Extrañamente, la imagen no desapareció al ser descubierta. En lugar de evaporarse, como el producto del cansancio que es –que debe ser-, se irguió frente a ella y se observó en sus ojos, inclinando levemente hacia abajo la cabeza.
La escena se mantuvo inmutable durante un tiempo incalculable conformado por miles de miradas que cubrieron cada centímetro de los cuerpos, y de movimientos suaves, como intentando no asustar al otro, hasta que Almendra habló.
Se reconoció y habló para reafirmar aquel reconocimiento.

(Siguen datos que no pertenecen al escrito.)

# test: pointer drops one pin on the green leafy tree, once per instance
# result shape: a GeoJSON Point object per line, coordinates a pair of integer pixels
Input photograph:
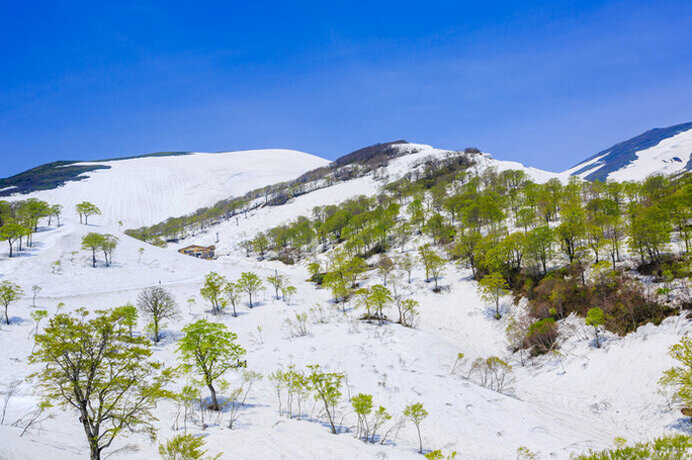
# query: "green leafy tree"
{"type": "Point", "coordinates": [327, 389]}
{"type": "Point", "coordinates": [108, 245]}
{"type": "Point", "coordinates": [432, 262]}
{"type": "Point", "coordinates": [260, 244]}
{"type": "Point", "coordinates": [212, 290]}
{"type": "Point", "coordinates": [362, 406]}
{"type": "Point", "coordinates": [209, 350]}
{"type": "Point", "coordinates": [86, 209]}
{"type": "Point", "coordinates": [539, 246]}
{"type": "Point", "coordinates": [276, 281]}
{"type": "Point", "coordinates": [11, 232]}
{"type": "Point", "coordinates": [9, 292]}
{"type": "Point", "coordinates": [596, 318]}
{"type": "Point", "coordinates": [680, 376]}
{"type": "Point", "coordinates": [184, 447]}
{"type": "Point", "coordinates": [250, 283]}
{"type": "Point", "coordinates": [93, 366]}
{"type": "Point", "coordinates": [93, 242]}
{"type": "Point", "coordinates": [416, 413]}
{"type": "Point", "coordinates": [158, 304]}
{"type": "Point", "coordinates": [55, 211]}
{"type": "Point", "coordinates": [376, 297]}
{"type": "Point", "coordinates": [493, 286]}
{"type": "Point", "coordinates": [232, 293]}
{"type": "Point", "coordinates": [129, 316]}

Se vio en esos ojos no almendrados, en los centímetros más alto de aquel que la mira, en los varios años que deberá transitar para estar donde él, en esa tierra tanto más pequeña, en ese cuerpo opuesto. En los errores, el dolor, la valentía y las ganas de vivir.
Se vio en su mente, bailando alegremente y habló para reconocerse, dejar de saltar y mirarse, invalidando el reflejo.
Sabe que eso que siente es la sangre que fluye descontrolada. Sabe que lo que viene será –ya es- importante. Sabe que su cuerpo se encenderá con la misma intensidad que su mente, pero dentro de algún tiempo. El fósforo que serán –que son, que siempre han sido- probará ahora su resistencia.
Él la observa y sonríen juntos. El reflejo y ella. Él y su reflejo.
Él lleva cuatro décadas de buscarse. A través de libros, sonidos, lechos, besos y miradas. Siempre se ha recostado en el sofá para leer, sintiendo de vez en vez –a veces por períodos más cortos, otros por unos más largos- que su imagen lo observa.
Hoy tiene la misma sensación. Levanta los ojos y se encuentra en esos destellos almendrados, en los centímetros hacia abajo que debe atravesar para besar a aquella que lo mira, en los numerosos años más que posee, en esta tierra tanto más grande, en ese cuerpo opuesto, que deseará hasta que se consuman –sea cuando eso sea-.